After all, to be fair, Dominic was only doing what came naturally to Dragon Alphas, especially rich ones like him. And since he was fully prepared to claim me as his and already had for that matter, he saw no reason why he shouldn’t make love to me whenever and wherever he wanted as long as I was willing. And I certainly had given him every reason to think I was. He must have figured that like almost all modern omegas, I was on the omega pill and if what we had between us was truly a matter of true mates, and I did get pregnant, he was fully prepared and even eager to marry me.

So why had I sabotaged myself? And even worse, why had I then tried to put the blame on him? I didn’t know the answer, and I was still trying to figure it out that afternoon when Hailey and I were closing. I still hadn’t heard from Dominic, and I hadn’t yet had the nerve to do the pregnancy test.

Hailey was helping me close out the register for the day, but she stopped what she was doing and turned around to look at me.
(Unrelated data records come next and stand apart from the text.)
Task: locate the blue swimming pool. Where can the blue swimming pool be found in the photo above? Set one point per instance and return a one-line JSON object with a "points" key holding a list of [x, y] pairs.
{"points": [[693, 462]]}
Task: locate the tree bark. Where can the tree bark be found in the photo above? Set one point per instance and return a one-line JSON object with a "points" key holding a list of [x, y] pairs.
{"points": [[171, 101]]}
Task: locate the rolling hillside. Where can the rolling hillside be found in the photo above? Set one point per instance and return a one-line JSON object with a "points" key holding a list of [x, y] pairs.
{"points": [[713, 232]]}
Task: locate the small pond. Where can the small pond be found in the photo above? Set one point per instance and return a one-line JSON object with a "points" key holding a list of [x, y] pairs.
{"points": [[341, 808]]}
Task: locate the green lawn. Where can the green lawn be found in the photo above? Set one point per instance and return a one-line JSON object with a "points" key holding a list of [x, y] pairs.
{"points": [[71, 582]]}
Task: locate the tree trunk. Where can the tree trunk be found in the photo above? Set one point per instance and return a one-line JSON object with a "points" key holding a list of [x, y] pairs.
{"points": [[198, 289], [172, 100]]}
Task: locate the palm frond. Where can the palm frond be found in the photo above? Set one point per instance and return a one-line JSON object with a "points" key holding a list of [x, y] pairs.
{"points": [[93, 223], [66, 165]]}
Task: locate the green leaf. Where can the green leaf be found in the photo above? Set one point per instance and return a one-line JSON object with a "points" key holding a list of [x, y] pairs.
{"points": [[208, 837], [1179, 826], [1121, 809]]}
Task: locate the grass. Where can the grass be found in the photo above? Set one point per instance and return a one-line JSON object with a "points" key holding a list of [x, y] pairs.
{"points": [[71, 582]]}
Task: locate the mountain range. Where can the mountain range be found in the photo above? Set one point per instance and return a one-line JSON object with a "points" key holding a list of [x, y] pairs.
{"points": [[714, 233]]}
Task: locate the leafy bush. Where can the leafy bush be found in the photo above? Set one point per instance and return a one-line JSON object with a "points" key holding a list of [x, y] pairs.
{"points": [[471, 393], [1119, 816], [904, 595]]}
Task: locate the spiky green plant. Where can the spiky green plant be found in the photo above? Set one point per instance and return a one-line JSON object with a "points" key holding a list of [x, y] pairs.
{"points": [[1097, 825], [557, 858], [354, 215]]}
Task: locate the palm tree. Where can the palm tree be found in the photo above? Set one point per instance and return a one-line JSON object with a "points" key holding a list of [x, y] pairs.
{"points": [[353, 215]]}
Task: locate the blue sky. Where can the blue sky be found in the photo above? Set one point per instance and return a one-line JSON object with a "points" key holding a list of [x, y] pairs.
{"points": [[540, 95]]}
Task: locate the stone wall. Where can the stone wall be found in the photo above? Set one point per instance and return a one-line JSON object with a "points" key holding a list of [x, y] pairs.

“Care to tell me what’s going on with you, or are you just going to keep walking around, sighing like somebody killed your puppy?”

“I am not.”

“Yes, you are. Now spill the tea. What happened this weekend? I thought you were going away to Dominic Bousset’s lodge in the mountains to have fun?”

“I did.”

“And?”

“And nothing. It was nice.”

“Jax Jordan. Talk to me or I’ll—well, I’m not sure what I’ll do, but you won’t like it.”
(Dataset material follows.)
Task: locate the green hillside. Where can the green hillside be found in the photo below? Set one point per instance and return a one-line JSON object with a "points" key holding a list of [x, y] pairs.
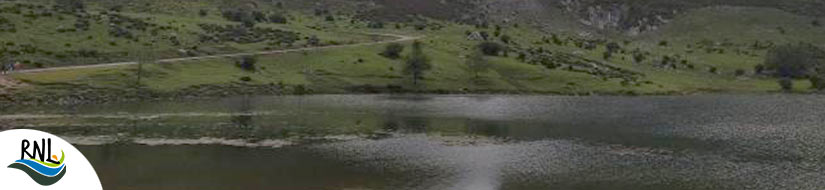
{"points": [[701, 49]]}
“Okay, calm down. I had another stupid fight with Dominic,” I admitted, hanging my head.

“Another one? Didn’t you just make up? No, wasn’t this trip all about you going up there to his lodge specifically to make up?” She slapped my arm. “What is wrong with you? Are you crazy?”

“Ow! That hurt. And how do you know it was my fault?”

She folded her arms and arched an eyebrow. “Was it?”